65th ISI World Statistics Congress 2025

65th ISI World Statistics Congress 2025

Micro-Level Poverty Indicators: Assessing Challenges and Opportunities in Egypt at the smallest geographical level

Conference

65th ISI World Statistics Congress 2025

Format: CPS Abstract - WSC 2025

Keywords: hices, poverty, sae,

Session: CPS 38 - Statistical Methods and Challenges in Poverty and Income Measurement

Tuesday 7 October 4 p.m. - 5 p.m. (Europe/Amsterdam)

Session: CPS 38 - Statistical Methods and Challenges in Poverty and Income Measurement

Tuesday 7 October 5:10 p.m. - 6:10 p.m. (Europe/Amsterdam)

Abstract

Statistics and data have the important role in realizing international development priorities, the Fundamental Principles of Official Statistics and the global indicator framework of the SDGs recommends disaggregating data according to income, sex, age, disability, geographic location and other relevant dimensions. So, The demand for small area data to support planning, decision making, and service delivery at a local area level, SAE is produced depending on the new statistics techniques that are more accurate than survey estimates.

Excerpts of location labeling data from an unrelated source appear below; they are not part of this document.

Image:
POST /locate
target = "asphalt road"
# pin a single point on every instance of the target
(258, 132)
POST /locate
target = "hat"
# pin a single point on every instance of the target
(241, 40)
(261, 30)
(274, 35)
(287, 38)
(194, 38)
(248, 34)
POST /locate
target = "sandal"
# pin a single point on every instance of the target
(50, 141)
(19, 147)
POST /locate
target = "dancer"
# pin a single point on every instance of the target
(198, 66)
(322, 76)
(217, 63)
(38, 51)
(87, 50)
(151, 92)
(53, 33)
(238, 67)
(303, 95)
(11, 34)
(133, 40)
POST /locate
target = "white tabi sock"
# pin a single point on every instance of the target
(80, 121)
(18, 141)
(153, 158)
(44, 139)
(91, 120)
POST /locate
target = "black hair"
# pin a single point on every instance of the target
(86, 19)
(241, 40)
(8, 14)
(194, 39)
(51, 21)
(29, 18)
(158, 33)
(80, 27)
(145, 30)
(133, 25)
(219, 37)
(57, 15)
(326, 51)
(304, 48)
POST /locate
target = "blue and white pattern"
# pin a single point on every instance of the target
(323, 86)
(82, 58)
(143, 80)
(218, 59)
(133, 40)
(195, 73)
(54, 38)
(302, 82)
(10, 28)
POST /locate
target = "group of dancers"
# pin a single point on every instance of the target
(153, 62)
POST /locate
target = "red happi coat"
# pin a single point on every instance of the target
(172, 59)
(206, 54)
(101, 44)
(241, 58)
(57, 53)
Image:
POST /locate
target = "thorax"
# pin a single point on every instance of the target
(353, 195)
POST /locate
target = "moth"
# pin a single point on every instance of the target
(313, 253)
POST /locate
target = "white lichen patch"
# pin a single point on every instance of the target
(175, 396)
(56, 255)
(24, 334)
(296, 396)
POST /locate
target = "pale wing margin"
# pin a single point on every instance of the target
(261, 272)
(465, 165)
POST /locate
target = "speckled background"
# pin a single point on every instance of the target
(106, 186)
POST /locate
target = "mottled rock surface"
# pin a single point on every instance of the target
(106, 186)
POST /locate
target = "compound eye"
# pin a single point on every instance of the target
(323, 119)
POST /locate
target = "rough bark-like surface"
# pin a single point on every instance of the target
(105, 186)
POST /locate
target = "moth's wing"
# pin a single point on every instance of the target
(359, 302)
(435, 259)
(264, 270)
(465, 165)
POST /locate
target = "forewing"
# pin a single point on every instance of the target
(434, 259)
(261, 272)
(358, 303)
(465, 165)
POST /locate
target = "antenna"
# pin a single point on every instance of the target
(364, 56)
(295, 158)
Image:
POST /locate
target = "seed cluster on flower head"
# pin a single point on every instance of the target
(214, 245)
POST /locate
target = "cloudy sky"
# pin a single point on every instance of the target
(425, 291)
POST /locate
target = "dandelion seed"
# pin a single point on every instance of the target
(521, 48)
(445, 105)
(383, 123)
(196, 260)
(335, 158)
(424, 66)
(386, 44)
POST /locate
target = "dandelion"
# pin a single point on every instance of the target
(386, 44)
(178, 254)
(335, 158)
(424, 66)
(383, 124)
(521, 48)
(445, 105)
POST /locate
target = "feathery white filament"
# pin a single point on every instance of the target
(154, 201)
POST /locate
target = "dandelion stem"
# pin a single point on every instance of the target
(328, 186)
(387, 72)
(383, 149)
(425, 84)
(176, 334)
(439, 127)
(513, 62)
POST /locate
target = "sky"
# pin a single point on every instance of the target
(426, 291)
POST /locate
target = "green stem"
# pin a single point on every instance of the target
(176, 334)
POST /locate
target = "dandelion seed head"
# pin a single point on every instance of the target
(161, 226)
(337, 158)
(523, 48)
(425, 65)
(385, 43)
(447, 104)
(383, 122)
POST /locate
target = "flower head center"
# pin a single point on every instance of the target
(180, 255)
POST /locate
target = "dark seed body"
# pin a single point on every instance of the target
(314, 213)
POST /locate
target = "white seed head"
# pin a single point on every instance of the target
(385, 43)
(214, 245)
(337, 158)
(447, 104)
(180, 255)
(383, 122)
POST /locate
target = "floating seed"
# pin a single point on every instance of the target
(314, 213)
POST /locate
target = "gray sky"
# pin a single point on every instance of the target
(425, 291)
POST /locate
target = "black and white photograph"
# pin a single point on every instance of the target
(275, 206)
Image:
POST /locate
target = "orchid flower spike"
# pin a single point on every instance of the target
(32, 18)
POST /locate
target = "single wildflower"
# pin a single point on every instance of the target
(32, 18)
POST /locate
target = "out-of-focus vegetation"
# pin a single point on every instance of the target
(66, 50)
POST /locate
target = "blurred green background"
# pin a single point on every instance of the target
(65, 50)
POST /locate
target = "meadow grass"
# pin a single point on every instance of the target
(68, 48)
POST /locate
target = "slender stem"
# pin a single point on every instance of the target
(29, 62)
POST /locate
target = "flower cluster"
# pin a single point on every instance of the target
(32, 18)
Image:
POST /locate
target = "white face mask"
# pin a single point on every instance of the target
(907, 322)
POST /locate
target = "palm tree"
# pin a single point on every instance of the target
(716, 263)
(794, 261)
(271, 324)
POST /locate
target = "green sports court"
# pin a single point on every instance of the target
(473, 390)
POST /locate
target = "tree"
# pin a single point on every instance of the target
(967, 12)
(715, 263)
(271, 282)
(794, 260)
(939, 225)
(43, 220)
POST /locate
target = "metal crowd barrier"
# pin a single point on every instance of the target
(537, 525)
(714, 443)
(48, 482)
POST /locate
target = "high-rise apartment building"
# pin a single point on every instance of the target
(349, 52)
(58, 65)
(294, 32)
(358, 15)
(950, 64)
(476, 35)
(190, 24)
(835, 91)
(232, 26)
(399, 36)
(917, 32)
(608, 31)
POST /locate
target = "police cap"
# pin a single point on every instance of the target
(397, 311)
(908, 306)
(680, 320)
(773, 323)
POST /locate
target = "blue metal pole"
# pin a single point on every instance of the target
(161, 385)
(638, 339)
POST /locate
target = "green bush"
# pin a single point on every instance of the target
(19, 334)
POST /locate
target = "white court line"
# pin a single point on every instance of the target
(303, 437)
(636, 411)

Poverty statistics are very important, and SDG 1 aims to end poverty in all forms everywhere. Sample sizes of survey data sets used for poverty estimation are rarely large enough to generate reliable estimates for highly disaggregated analysis. Accurate Municipal-level poverty estimates will be useful for evidence-based economic and social policies and programs for poverty reduction. This study works on studying the potential opportunities and the challenges in applying Small Area Estimation (SAE) techniques to estimate poverty indicators at the smallest geographical level(shiakha/village) in Egypt to get the main reasons for this problem. This helps policymakers to address this national phenomenon at this small geographical level and also target the poorest areas. The paper is applying SAE methods of poverty indicators:

1- Direct methods that applied without the explicit application of statistical models.
2- Indirect methods (regression models).
Data sources: Household income, expenditure, and consumption survey (HIECS2021- 2022).